For astronaut Mark Watney, Matt Damon’s character in The Martian, there’s only one thing worse than being stranded on Mars: It’s being stranded on Mars with nothing but disco music.
In the Twentieth Century Fox film, which opens Friday (Oct. 2), Watney laments that the only music he can find in his fellow astronauts’ abandoned belongings are ‘70s classics, including Vickie Sue Robinson’s “Turn The Beat Around.” At one point in the film as the song plays, he even responds that he will not, in fact, turn the beat around.
“That song was pre-cleared as were four or five other tracks,” says the film’s editor, Academy Award winner Pietro Scalia. “In that scene, Matt knew he was going to do that and we just lined it up so it would sync up on the edit.”
The songs provide lighthearted moments in the Ridley Scott-directed film, including when Watney digs up a nuclear generator to provide heat as Donna Summer’s “Hot Stuff” plays. “The music was always there for comic relief or for some sarcasm,” Scalia says. “The [songs] are played with irony and were perfectly chosen.”
The ‘70s music theme is taken directly from Andy Weir’s best-seller upon which the movie is based. Screenwriter Drew Goddard wrote song choices into the script and Scalia says the majority were kept, although a few were switched for other tunes and The Spinners’ “Rubberband Man” and Chic’s “Good Times” were ultimately replaced with score music from composer Harry Gregson-Williams or edited out.
“Sometimes it’s difficult and there are budget restraints to consider. This film came together fairly quickly and well. It was great to have such support from the studio,” Scalia says. “We thought something like [David Bowie’s] ‘Starman’ would be really expensive, but it wasn’t. There were never any issues with cost.”
All eight ‘70s songs, including Abba’s “Waterloo,” and Gloria Gaynor’s “I Will Survive,” are on the movie’s soundtrack, which Columbia Records released via iTunes Oct. 2 and will put out on CD on Nov. 6.
Columbia Records soundtrack consultant Glen Brunman loved the music usage in the movie and took the idea of releasing the soundtrack back to the label. “You look for things where the music is really organic and important and nobody’s shoehorning it in,” he says. “What I saw with The Martian was every use of the music enhanced the movie. There was a reason for every song.”
Although Brunman says he wasn’t thinking of any other movies, he comments, “We should be so lucky,” when asked if the soundtrack could soar like last year’s ‘70s compilation for Guardians of the Galaxy, which is subtitled “Awesome Mix Vol. 1.” That title rose to No. 1 on the Billboard 200 in its second week, making it the only soundtrack composed of all previously released material to reach No. 1. The Guardians soundtrack has sold 1.4 million copies, according to Nielsen Music, including 5,000 copies on cassette.

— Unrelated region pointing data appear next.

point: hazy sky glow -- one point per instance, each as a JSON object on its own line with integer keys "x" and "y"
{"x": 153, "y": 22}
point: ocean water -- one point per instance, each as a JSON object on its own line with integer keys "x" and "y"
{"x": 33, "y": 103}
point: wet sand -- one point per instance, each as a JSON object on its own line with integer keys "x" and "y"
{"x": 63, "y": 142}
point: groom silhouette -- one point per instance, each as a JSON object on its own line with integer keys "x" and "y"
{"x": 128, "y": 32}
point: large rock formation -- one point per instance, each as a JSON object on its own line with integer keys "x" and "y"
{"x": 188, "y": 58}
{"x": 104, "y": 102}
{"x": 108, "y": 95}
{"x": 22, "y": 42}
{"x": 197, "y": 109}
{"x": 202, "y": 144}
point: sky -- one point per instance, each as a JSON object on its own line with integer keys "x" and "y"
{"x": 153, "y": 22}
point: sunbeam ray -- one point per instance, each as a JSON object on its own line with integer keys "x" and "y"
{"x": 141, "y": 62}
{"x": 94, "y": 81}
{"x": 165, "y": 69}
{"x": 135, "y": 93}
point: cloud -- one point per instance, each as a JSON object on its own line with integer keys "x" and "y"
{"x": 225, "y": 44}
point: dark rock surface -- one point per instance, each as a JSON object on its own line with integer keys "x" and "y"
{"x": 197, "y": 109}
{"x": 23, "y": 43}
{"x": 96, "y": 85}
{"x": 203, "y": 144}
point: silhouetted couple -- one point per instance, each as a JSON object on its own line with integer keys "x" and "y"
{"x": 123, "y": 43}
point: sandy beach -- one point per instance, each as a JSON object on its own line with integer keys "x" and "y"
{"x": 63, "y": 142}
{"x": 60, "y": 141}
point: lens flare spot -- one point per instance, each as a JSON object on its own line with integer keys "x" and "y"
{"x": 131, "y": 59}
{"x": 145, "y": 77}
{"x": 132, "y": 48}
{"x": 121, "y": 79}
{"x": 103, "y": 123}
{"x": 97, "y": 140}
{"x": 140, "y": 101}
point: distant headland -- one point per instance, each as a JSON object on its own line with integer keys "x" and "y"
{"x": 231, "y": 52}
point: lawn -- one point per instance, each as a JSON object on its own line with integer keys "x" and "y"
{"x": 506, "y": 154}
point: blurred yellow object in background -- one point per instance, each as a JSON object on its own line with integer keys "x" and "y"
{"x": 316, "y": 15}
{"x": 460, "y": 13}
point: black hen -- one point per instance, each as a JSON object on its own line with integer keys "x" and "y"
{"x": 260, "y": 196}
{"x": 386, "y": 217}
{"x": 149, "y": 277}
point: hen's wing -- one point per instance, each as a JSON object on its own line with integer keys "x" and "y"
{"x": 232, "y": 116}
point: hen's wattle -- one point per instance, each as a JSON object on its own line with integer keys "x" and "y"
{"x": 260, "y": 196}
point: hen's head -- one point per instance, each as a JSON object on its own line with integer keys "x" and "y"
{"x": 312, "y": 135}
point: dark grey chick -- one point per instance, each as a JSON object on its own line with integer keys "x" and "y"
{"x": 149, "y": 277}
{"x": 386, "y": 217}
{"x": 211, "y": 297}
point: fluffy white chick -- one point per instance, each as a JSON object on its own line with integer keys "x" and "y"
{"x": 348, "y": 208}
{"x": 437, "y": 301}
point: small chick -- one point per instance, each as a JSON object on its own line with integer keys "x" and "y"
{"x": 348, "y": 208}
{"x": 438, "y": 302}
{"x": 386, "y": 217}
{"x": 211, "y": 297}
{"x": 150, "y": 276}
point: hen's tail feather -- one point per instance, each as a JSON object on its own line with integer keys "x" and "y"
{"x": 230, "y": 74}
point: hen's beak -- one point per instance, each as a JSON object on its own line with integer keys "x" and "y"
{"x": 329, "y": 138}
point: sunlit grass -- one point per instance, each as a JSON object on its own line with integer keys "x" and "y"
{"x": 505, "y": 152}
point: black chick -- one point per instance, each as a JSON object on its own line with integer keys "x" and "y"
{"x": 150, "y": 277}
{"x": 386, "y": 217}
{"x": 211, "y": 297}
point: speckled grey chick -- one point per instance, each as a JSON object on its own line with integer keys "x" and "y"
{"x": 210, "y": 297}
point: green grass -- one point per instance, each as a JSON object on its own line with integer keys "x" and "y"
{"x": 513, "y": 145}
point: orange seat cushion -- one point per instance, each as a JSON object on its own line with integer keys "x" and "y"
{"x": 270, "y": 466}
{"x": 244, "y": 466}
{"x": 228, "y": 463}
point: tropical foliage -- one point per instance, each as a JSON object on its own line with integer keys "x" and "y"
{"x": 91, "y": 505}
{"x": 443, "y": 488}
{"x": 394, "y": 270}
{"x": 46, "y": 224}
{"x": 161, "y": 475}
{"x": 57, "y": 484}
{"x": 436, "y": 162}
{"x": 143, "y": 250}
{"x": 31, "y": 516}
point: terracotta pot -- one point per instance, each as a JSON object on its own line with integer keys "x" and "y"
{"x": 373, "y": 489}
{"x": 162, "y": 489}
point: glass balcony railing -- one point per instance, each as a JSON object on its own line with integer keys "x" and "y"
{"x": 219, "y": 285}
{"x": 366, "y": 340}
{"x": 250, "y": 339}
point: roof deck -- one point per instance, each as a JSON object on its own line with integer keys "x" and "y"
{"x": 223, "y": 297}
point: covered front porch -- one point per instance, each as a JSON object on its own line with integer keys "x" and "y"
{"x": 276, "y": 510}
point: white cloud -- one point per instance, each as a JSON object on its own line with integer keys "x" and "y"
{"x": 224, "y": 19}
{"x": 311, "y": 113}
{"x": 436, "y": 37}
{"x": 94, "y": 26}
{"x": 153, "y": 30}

A number of other soundtracks composed solely of previously released material have certainly done well, including the Forrest Gump soundtrack, which has sold 4.8 million copies but peaked at No. 2, or The Big Chill soundtrack which reached No. 17.
Though the songs had already been cleared for use in The Martian, they had to be cleared again for the soundtrack. Twentieth Century Fox handled the non-Sony masters, while Brunman cleared the Sony-owned tunes. Sony is Columbia’s parent company.
To round out the set, Gregson-Williams created a nearly five-minute composition, “The Martian Score Suite,” for the Columbia soundtrack. “We didn’t want to flesh out the rest of the record with stuff that wasn’t in the movie,” Brunman says. “We listened to the score and wanted to find a way to give folks a taste of that since it’s such an important element, so Harry took his themes and fashioned the piece.”
Gregson-Williams’ score will also be released on Nov. 6. Amazon will offer a deluxe version that combines both the soundtrack and the score. For the composer, working around the source cues was fun and challenging. “Scoring The Martian involved ducking and diving around some pretty neat classic disco songs that were woven in to the fabric of the film,” he says. “On occasion I had to [provide] a seamless way out of score and into [a] song. This [was] achieved by the score being in a relative key and/or tempo to the incoming song.”
Instead of competing with the disco songs, Gregson-Willams says his score complemented the tunes and served a separate purpose than comic relief: ”On the whole my score had a rather different emotional task than any of the individual pop songs, as it was more concerned with tracking the more wide ranging emotional journey of the central character and his peaks and troughs.”